À ce jour, il s’inscrit dans l’organisation existante des PIAL (Pôles Inclusifs d’Accompagnement Localisés), dont la mission est de coordonner les moyens d’accompagnement humain dans les établissements scolaires.

Le Conseil d’État a d’ailleurs estimé que les missions des PAS pouvaient être rattachées à celles déjà exercées par les PIAL. Cela ne signifie toutefois pas que les PAS disposent de compétences nouvelles, ni qu’ils peuvent se substituer aux instances chargées des décisions relatives aux droits des élèves. L’expérimentation des dispositifs PAS est prévue jusqu’à la rentrée 2027. Mais passé cette échéance, c’est le néant réglementaire.

Ce que le PAS ne peut pas faire

Il est important de rappeler que les droits des élèves en situation de handicap relèvent toujours de la MDPH et de la CDAPH.

En conséquence, un PAS ne peut pas :

  • modifier une notification de la MDPH ;
  • augmenter ou réduire les aides décidées officiellement ;
  • se substituer à une demande auprès de la MDPH ;
  • remettre en cause les droits ouverts par une notification en cours.

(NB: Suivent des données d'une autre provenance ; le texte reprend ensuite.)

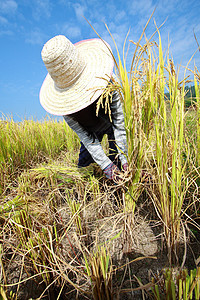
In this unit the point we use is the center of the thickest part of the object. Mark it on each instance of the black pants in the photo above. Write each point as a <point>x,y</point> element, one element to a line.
<point>85,159</point>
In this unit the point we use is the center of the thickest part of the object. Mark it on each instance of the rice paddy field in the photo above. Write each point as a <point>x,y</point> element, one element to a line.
<point>69,233</point>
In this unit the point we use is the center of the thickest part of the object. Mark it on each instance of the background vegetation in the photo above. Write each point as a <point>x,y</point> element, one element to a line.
<point>69,232</point>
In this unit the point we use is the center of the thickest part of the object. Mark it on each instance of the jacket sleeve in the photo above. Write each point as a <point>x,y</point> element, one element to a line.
<point>92,145</point>
<point>118,126</point>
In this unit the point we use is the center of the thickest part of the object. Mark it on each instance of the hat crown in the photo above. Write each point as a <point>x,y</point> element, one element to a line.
<point>63,61</point>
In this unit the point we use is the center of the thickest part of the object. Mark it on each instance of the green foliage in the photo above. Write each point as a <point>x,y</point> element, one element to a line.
<point>180,285</point>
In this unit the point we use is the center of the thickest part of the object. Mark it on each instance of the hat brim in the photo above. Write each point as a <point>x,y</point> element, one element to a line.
<point>88,87</point>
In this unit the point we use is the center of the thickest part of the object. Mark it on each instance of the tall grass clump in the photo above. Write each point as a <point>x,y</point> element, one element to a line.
<point>28,142</point>
<point>158,148</point>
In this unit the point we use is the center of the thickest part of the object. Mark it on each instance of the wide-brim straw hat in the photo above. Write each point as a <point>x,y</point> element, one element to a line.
<point>77,74</point>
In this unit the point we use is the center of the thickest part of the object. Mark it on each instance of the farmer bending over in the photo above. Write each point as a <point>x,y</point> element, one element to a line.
<point>77,77</point>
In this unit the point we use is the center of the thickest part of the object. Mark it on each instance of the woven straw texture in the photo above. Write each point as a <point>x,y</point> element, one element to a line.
<point>77,74</point>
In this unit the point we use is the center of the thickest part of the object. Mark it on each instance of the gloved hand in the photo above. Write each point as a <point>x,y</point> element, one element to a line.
<point>112,172</point>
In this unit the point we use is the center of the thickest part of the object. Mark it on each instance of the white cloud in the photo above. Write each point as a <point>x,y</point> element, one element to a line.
<point>8,6</point>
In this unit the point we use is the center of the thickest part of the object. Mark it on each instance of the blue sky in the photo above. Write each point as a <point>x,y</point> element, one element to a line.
<point>26,25</point>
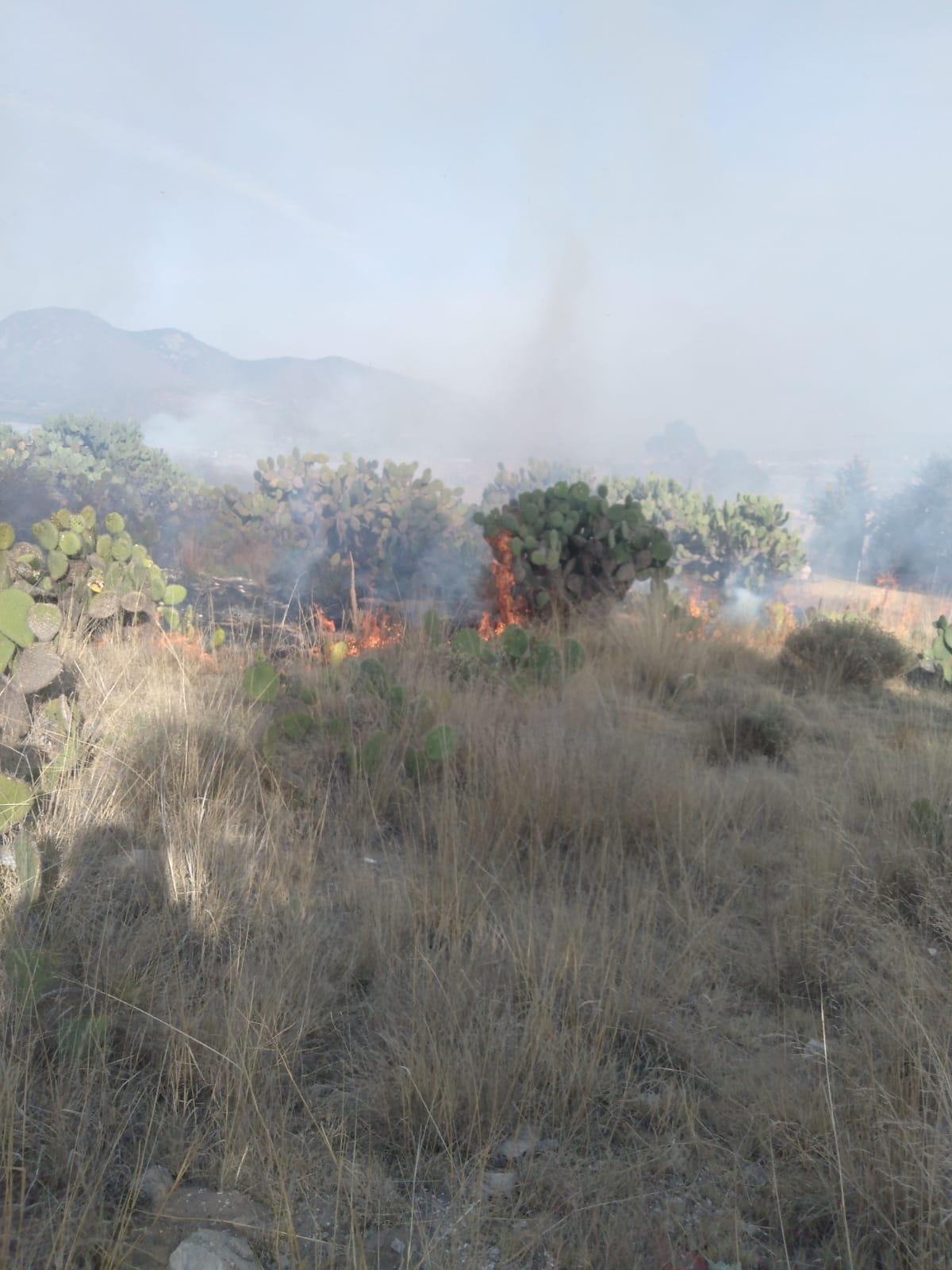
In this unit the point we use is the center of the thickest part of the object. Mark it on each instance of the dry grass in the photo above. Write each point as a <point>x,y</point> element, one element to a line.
<point>908,614</point>
<point>342,995</point>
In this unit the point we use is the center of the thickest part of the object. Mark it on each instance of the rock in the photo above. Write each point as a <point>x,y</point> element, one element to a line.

Les familles d’élèves en situation de handicap doivent donc rester attentives à ces points et conserver l’ensemble des documents officiels liés à la scolarité de leur enfant.

Pourquoi cette clarification est essentielle

Sur le terrain, les familles doivent déjà composer avec différents dispositifs ou interlocuteurs: PAP; PPS, équipes éducatives ou équipes de suivi de scolarisation, MDPH ou CDAPH…

Dans ce contexte déjà complexe, l’enjeu n’est pas d’ajouter un nouvel interlocuteur encore peu « lisible » pour les familles comme pour les professionnels, mais de garantir une information claire et compréhensible pour tous.

Le PAS est décrit comme « un nouveau service rendu aux parents et responsables légaux d’enfants présentant des besoins éducatifs particuliers, en même temps qu’une organisation qui vient en appui des professeurs ». Il ne remplace pas les dispositifs existants et ne peut pas se substituer aux décisions prises dans le cadre légal.

Une vigilance nécessaire

La FFDys restera attentive à l’évolution des PAS et à leur éventuelle généralisation et à informer les familles sur leurs droits et les démarches de scolarisation.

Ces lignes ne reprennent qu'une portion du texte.